1. ## identity function

I found the following from a book with no proof:

Let $f:A \rightarrow A$ be defined by the formula $f(x)=x$, then $f$ is called the identity function, denoted by $1$ or by $1_A$.

Let $f:A \rightarrow B$ and it has the inverse function $f^{-1}:B\rightarrow A$, then $f ^{-1}\circ f=1$

Question: Is it true that $f ^{-1}\circ f=1$?

Isn't $f(x)^{-1} \circ f(x)=x$?

2. Originally Posted by novice
I found the following from a book with no proof:

Let $f:A \rightarrow A$ be defined by the formula $f(x)=x$, then $f$ is called the identity function, denoted by $1$ or by $1_A$.

Let $f:A \rightarrow B$ and it has the inverse function $f^{-1}:B\rightarrow A$, then $f \circ f^{-1}=1$

Question: Is it true that $f \circ f^{-1}=1$?

Isn't $f(x) \circ f^{-1}(x)=x$?
Are you sure that you have not turned things around here.
For one, if $f:A\to B$ then $f \circ f^{-1}:B\to B$.
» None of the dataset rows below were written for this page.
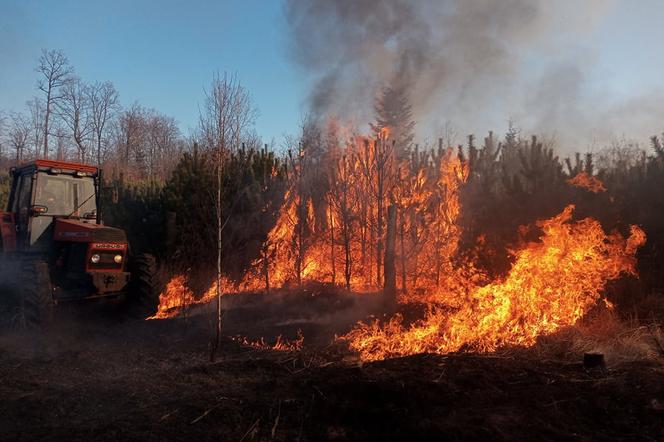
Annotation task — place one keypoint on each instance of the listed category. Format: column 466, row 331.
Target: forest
column 501, row 246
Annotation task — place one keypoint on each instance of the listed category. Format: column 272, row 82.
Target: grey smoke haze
column 477, row 63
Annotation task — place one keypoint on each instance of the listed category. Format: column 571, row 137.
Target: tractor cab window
column 66, row 195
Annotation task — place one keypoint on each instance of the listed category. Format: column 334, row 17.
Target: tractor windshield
column 65, row 195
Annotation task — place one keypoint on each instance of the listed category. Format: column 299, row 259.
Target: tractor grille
column 109, row 234
column 106, row 261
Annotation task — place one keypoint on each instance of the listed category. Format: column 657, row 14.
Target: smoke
column 477, row 63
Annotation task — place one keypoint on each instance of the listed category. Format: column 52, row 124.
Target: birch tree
column 19, row 131
column 73, row 107
column 55, row 72
column 103, row 102
column 226, row 116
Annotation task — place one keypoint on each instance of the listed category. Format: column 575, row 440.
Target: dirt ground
column 94, row 377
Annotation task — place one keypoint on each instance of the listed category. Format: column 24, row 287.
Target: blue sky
column 163, row 53
column 159, row 53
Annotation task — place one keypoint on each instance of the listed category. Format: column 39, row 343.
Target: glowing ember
column 552, row 284
column 281, row 344
column 588, row 182
column 177, row 296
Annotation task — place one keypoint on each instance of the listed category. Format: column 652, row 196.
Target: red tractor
column 54, row 247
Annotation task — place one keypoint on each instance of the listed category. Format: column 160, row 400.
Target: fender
column 8, row 231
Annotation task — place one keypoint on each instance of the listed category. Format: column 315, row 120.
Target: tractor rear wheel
column 35, row 309
column 143, row 288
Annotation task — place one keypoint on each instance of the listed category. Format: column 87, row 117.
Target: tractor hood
column 80, row 231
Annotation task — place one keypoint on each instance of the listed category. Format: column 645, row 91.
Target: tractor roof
column 62, row 165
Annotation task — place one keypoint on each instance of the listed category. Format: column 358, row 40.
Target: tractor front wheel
column 143, row 287
column 35, row 309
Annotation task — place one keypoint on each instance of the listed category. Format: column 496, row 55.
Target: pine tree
column 394, row 113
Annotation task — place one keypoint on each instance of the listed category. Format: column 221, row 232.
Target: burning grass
column 552, row 284
column 340, row 237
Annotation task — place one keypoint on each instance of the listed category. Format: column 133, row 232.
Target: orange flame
column 588, row 182
column 552, row 284
column 281, row 343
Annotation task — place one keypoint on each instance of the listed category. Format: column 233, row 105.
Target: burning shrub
column 552, row 284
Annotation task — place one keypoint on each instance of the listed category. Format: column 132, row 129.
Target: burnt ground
column 94, row 377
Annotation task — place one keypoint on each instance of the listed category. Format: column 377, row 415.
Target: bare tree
column 61, row 142
column 37, row 118
column 55, row 72
column 130, row 135
column 19, row 131
column 224, row 120
column 103, row 102
column 3, row 123
column 74, row 110
column 162, row 143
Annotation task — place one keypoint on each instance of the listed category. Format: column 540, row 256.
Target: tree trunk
column 47, row 114
column 390, row 282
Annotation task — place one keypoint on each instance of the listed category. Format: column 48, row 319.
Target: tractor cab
column 52, row 236
column 44, row 191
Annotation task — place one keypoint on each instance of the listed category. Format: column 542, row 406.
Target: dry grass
column 604, row 331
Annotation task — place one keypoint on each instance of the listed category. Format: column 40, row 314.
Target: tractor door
column 21, row 203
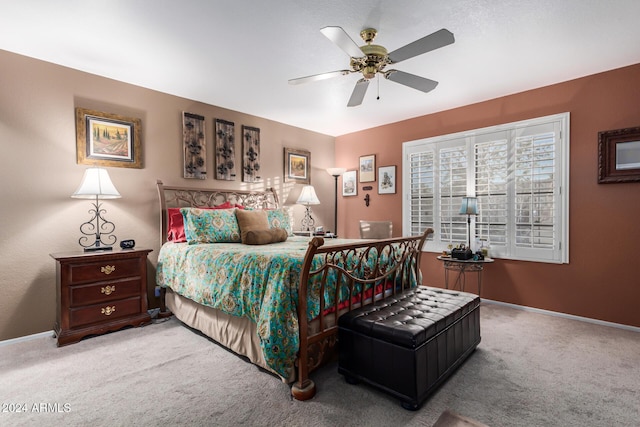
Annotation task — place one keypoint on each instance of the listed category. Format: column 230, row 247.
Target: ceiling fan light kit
column 370, row 60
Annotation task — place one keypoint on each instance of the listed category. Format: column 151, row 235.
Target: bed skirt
column 237, row 334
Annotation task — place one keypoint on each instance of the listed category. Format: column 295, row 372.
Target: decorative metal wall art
column 250, row 154
column 225, row 150
column 194, row 146
column 104, row 139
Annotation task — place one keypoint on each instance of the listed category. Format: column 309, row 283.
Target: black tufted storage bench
column 408, row 344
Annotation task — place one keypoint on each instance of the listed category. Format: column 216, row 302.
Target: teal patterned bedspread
column 258, row 282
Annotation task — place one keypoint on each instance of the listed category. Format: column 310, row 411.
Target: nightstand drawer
column 104, row 270
column 109, row 291
column 105, row 311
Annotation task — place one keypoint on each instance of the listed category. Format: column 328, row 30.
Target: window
column 519, row 172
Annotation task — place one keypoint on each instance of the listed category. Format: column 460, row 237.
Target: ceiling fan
column 371, row 60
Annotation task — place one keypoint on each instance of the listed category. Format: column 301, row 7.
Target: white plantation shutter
column 491, row 185
column 519, row 173
column 421, row 190
column 453, row 187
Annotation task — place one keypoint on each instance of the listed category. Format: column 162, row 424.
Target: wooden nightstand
column 98, row 292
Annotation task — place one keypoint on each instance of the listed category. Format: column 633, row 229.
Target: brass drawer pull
column 108, row 290
column 108, row 310
column 108, row 269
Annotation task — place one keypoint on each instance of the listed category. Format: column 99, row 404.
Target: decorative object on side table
column 308, row 197
column 100, row 292
column 469, row 207
column 335, row 173
column 97, row 184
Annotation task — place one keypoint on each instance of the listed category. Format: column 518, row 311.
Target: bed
column 275, row 303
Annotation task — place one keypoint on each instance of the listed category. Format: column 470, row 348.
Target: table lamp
column 469, row 207
column 308, row 197
column 97, row 185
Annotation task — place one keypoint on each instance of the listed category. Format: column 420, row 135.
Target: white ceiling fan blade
column 411, row 80
column 318, row 77
column 358, row 93
column 338, row 36
column 426, row 44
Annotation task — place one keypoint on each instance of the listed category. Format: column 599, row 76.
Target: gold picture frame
column 297, row 166
column 619, row 156
column 109, row 140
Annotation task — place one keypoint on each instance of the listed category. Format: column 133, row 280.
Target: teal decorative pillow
column 210, row 226
column 280, row 218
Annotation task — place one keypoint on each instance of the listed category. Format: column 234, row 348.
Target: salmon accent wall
column 601, row 280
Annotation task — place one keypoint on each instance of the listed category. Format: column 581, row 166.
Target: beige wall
column 39, row 173
column 601, row 281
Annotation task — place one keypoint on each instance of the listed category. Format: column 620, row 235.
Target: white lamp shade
column 469, row 206
column 308, row 196
column 96, row 183
column 336, row 171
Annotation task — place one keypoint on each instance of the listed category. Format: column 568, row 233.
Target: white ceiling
column 239, row 54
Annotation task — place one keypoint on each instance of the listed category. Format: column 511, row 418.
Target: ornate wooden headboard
column 179, row 197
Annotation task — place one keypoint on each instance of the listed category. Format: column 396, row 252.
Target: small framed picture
column 349, row 183
column 297, row 166
column 104, row 139
column 368, row 168
column 619, row 156
column 387, row 180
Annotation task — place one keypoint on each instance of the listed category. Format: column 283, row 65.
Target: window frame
column 559, row 123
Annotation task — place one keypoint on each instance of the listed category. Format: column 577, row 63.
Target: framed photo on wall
column 104, row 139
column 387, row 180
column 297, row 166
column 619, row 156
column 350, row 183
column 368, row 168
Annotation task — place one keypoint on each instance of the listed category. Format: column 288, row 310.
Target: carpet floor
column 529, row 370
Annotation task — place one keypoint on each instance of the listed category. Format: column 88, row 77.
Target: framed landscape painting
column 387, row 180
column 349, row 183
column 368, row 168
column 104, row 139
column 297, row 166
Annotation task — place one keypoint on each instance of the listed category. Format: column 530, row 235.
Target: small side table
column 462, row 267
column 100, row 292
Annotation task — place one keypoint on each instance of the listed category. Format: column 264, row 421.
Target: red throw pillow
column 175, row 221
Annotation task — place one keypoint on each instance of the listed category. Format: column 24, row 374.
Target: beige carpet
column 529, row 370
column 451, row 419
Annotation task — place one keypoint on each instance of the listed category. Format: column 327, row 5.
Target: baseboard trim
column 564, row 315
column 27, row 338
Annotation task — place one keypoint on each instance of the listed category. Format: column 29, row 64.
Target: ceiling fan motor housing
column 375, row 60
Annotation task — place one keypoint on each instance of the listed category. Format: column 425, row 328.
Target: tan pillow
column 264, row 237
column 251, row 220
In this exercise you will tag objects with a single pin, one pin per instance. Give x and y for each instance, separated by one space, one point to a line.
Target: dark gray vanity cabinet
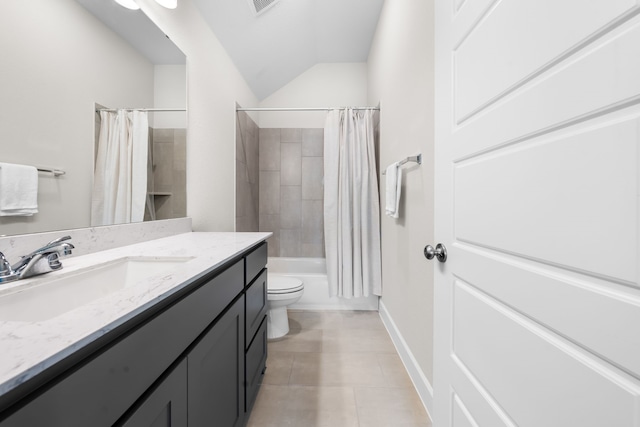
196 360
216 373
165 405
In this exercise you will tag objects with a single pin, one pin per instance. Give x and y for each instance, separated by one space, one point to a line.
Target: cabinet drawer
255 262
256 306
255 364
102 389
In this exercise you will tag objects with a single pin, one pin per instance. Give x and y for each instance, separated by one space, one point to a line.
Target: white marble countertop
29 348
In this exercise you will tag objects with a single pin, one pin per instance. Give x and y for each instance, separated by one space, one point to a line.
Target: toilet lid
277 284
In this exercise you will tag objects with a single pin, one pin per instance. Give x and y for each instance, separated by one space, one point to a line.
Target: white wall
401 79
214 85
169 91
323 85
57 61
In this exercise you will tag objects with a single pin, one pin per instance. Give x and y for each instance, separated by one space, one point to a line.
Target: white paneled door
537 309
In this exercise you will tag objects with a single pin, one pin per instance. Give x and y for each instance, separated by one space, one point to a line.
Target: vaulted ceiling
291 36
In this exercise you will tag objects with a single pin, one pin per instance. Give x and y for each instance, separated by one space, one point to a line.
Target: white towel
18 190
393 188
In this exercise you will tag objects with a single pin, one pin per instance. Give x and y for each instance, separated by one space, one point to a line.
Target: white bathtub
313 272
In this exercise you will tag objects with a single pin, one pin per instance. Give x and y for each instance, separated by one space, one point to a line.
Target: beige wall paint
401 79
213 88
323 85
57 61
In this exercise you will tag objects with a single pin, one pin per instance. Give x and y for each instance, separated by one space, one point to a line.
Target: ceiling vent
261 6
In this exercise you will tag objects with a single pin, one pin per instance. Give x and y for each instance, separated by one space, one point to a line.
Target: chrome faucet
40 261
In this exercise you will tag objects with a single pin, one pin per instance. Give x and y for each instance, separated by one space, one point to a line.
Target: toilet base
277 323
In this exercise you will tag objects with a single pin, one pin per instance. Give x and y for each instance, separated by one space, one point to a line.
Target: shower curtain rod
151 110
304 108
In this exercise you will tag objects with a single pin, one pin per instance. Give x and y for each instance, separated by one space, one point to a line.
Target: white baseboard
420 382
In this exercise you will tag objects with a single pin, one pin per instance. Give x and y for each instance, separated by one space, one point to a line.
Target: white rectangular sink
63 293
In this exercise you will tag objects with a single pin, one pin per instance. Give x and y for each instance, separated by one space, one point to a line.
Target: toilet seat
277 284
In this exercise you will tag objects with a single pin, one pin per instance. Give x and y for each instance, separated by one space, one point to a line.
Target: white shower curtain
351 205
120 177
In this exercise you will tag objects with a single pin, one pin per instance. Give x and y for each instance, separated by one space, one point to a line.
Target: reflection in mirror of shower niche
167 183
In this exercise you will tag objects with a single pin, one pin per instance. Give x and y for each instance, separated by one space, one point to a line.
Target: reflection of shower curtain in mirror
120 178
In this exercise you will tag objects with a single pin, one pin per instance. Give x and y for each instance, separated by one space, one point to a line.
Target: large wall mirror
61 59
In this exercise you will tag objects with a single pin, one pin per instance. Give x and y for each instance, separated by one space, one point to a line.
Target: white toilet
282 291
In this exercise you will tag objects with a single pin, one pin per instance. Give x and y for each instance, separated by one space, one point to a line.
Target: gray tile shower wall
169 173
291 191
247 173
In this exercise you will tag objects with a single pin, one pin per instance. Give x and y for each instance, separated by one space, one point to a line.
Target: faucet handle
58 240
5 266
6 272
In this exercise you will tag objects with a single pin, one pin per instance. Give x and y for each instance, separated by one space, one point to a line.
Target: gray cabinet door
216 373
166 405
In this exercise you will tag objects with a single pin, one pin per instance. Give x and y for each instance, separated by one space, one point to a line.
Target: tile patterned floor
336 369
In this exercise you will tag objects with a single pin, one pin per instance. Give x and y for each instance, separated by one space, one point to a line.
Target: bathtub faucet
40 261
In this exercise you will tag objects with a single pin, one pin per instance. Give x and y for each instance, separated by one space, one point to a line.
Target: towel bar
417 159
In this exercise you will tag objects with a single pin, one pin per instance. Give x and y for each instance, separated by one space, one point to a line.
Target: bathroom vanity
186 348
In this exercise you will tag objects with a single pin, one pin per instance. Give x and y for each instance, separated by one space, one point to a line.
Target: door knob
440 252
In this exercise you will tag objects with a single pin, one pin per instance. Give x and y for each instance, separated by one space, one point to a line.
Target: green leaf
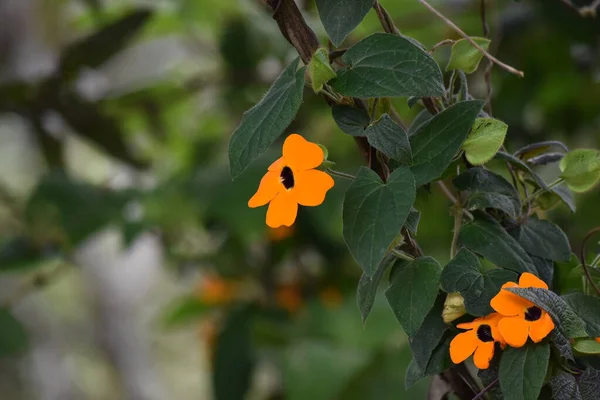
544 239
13 336
437 140
429 335
522 166
320 70
581 169
486 236
389 138
484 141
464 274
413 290
587 346
340 17
374 212
589 384
465 56
351 120
522 371
488 190
564 387
385 65
567 321
367 287
587 308
266 121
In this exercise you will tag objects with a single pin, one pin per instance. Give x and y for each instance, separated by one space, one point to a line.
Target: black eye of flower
484 333
533 314
287 177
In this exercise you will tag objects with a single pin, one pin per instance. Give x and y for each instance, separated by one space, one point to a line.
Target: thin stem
473 43
340 174
582 257
486 389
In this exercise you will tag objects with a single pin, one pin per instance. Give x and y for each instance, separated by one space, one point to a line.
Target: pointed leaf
413 290
385 65
484 141
374 213
340 17
438 140
266 121
389 138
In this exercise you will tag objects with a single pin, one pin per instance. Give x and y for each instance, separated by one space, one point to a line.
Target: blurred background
130 264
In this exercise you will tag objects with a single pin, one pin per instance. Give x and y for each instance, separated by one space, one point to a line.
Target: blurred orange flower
292 180
483 333
521 318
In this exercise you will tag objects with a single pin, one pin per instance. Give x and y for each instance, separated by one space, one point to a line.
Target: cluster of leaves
451 139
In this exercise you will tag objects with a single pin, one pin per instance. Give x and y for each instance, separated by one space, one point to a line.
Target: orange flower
522 318
483 333
292 180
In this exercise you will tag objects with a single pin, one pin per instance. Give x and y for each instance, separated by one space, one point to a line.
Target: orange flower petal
282 210
483 355
300 154
530 280
541 328
311 186
507 303
462 346
267 190
514 330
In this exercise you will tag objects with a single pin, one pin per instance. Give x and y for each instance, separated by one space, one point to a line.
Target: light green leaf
340 17
413 290
385 65
320 70
438 140
581 169
486 236
374 212
465 56
266 121
484 141
488 190
389 138
464 274
565 319
522 371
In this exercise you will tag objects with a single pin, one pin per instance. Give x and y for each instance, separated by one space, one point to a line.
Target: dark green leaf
486 236
413 290
340 17
522 166
564 387
233 358
374 212
367 287
351 120
266 121
522 371
96 49
544 239
464 274
488 190
589 384
389 138
588 309
13 336
567 321
385 65
437 140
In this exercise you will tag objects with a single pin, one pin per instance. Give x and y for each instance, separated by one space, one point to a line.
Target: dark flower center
484 333
287 177
533 314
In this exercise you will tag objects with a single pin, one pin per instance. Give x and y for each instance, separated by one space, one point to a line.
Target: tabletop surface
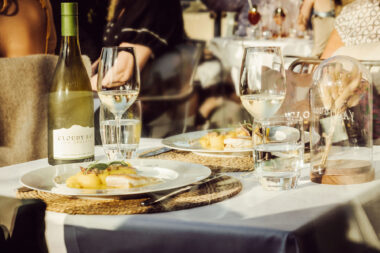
241 217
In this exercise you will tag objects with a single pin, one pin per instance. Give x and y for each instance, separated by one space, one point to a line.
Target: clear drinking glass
262 81
278 152
130 132
118 83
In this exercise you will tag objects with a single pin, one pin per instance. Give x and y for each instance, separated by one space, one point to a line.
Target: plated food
239 137
166 175
116 174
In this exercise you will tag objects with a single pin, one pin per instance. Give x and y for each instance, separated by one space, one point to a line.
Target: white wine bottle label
76 142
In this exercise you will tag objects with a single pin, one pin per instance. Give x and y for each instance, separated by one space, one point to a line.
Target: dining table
311 218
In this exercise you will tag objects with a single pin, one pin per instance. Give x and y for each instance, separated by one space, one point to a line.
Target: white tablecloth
251 213
229 50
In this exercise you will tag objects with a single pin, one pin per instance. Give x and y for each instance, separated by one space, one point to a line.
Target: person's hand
122 70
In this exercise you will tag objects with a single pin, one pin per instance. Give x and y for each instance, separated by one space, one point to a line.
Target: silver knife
155 152
155 200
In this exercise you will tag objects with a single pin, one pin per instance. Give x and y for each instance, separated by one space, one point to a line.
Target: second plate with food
191 142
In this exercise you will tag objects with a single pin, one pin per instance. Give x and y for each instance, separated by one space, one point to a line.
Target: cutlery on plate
155 152
159 198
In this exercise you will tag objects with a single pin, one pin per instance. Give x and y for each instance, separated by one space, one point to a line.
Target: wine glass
254 17
279 17
118 83
262 81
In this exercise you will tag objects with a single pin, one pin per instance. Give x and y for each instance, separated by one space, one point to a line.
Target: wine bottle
71 106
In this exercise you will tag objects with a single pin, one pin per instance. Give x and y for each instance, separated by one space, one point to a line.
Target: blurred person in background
357 34
357 24
322 14
241 7
27 27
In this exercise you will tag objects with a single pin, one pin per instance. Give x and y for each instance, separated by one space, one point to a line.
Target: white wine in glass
262 81
118 82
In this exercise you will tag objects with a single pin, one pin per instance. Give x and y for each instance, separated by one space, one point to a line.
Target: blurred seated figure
152 27
357 34
357 24
27 27
322 16
155 29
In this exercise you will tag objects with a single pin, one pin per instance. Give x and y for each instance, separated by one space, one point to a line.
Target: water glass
130 132
278 152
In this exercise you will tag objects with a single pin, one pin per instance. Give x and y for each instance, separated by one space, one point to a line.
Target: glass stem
118 133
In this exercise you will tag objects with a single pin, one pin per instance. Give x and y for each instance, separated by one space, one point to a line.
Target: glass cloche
341 122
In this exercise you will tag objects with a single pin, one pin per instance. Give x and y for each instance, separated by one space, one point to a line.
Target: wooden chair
308 65
24 85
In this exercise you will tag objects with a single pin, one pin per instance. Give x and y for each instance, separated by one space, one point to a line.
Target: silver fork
159 198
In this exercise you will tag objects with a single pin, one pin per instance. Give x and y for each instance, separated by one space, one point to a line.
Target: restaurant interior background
214 100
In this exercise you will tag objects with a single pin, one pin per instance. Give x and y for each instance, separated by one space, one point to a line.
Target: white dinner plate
190 142
172 174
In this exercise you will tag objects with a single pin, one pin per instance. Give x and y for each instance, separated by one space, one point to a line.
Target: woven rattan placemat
214 191
216 164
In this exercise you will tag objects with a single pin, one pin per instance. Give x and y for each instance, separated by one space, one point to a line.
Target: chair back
308 65
167 88
25 83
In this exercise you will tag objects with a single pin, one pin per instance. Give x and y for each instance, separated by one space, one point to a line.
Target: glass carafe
341 122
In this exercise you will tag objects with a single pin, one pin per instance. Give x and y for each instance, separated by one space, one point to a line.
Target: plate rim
241 150
206 172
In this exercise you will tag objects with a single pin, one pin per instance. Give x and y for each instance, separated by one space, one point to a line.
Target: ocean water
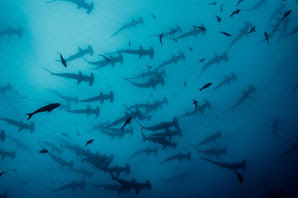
199 42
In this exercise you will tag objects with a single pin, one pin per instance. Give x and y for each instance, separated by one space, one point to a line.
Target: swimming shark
173 60
245 95
150 83
128 185
21 125
54 147
2 135
73 186
194 32
80 54
243 32
80 4
226 81
120 169
200 109
133 23
212 151
79 77
4 89
112 60
101 97
162 140
180 157
60 161
4 154
216 60
234 166
82 172
165 125
210 138
88 111
140 52
257 5
145 151
148 107
12 31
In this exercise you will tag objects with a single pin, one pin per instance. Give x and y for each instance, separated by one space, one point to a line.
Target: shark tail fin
29 115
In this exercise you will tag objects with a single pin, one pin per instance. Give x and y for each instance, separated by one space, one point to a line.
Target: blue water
247 133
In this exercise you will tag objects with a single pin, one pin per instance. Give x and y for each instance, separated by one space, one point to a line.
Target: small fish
126 123
106 58
89 142
205 86
160 38
253 29
195 102
235 12
225 33
239 176
266 37
286 14
63 61
43 151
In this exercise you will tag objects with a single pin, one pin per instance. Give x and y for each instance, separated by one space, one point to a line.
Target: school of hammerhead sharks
159 136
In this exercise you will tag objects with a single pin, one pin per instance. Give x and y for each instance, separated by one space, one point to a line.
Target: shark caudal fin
29 115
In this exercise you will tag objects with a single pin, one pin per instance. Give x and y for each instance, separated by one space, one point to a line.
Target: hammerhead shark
131 24
101 97
80 4
112 187
178 157
162 140
140 52
210 138
257 5
227 80
88 111
110 60
6 88
234 166
217 59
148 107
212 151
145 151
149 74
80 54
118 169
11 31
245 95
194 32
73 186
128 185
61 161
21 125
200 109
4 154
173 60
150 83
243 32
79 77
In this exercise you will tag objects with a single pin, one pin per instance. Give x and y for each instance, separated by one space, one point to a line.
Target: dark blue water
254 111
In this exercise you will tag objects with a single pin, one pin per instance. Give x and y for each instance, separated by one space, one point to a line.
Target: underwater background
217 80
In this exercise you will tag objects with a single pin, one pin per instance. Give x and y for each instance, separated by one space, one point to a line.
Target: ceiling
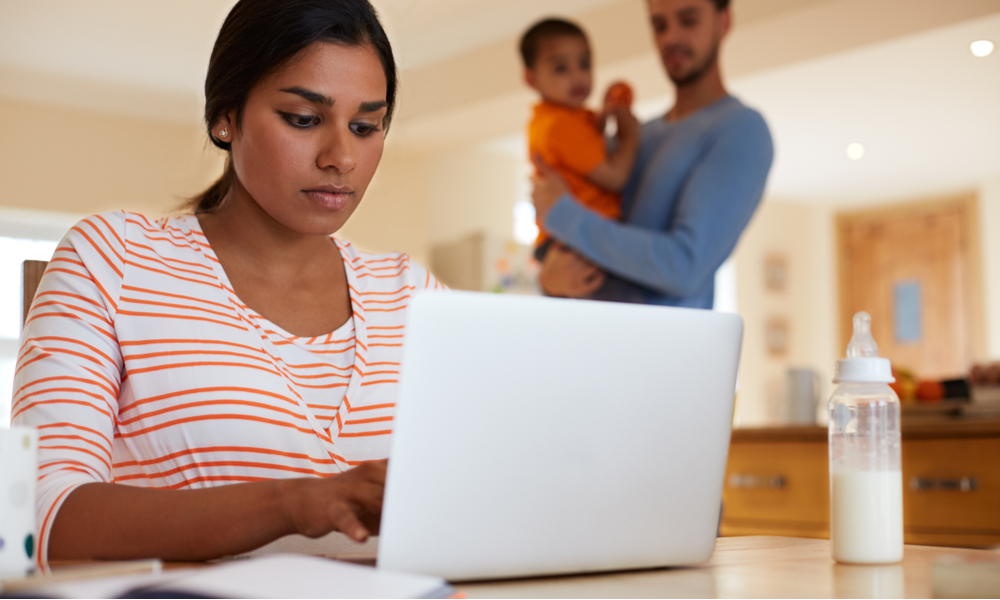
925 109
923 106
165 45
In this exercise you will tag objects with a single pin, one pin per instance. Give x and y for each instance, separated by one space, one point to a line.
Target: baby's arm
613 173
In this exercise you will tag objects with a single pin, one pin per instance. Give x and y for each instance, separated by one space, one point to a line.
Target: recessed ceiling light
981 48
855 151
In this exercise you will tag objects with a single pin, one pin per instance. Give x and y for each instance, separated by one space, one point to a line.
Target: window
23 236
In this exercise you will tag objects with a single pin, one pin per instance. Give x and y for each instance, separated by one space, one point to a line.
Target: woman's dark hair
258 38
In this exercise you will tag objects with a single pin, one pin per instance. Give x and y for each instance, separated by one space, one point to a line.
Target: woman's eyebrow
310 95
372 106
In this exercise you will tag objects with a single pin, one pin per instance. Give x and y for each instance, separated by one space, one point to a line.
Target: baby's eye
299 121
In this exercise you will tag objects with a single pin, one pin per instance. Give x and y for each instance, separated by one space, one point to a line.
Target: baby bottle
866 478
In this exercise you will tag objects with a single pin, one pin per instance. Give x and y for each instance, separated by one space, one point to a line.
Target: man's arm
715 206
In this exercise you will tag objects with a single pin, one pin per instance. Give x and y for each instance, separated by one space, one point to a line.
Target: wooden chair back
31 276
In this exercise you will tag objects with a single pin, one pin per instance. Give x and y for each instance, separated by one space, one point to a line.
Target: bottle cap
863 363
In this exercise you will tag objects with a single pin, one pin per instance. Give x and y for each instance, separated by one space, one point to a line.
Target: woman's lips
330 196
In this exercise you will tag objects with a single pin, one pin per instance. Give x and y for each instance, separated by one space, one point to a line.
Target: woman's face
311 137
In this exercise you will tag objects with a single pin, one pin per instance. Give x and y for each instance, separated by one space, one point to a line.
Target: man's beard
698 71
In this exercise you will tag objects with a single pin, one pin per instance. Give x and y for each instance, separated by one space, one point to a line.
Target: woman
221 364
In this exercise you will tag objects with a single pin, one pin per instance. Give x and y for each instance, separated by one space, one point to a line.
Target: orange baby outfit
567 139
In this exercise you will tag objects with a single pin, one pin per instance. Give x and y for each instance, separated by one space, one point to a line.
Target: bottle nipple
862 343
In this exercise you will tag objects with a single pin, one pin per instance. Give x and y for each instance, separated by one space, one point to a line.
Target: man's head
687 34
556 58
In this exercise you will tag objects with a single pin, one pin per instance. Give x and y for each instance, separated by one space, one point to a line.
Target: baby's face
562 70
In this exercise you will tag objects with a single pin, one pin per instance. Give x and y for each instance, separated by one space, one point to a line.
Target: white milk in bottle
866 480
3. Originally Posted by Plato
Are you sure that you have not turned things around here.
For one, if $f:A\to B$ then $f \circ f^{-1}:B\to B$.
Question: Is it true that $f^{-1}\circ f =1$?
4. But it is just a matter of notation: $f\circ f^{-1}=1_B~\&~ f^{-1}\circ f=1_A$.
Recall that $\left( {\forall x \in A} \right)\left[ {1_A (x) = x} \right]$ thus $f^{-1}\circ f(x)=1_A(x)=x$.
But it is just a matter of notation: $f\circ f^{-1}=1_B~\&~ f^{-1}\circ f=1_A$.
Recall that $\left( {\forall x \in A} \right)\left[ {1_A (x) = x} \right]$ thus $f^{-1}\circ f(x)=1_A(x)=x$.
I found $i_A$ a much better notation. Perhaps, the book is too old. The inverse function denoted by 1 is terribly confusing. I have mistaken it as a number.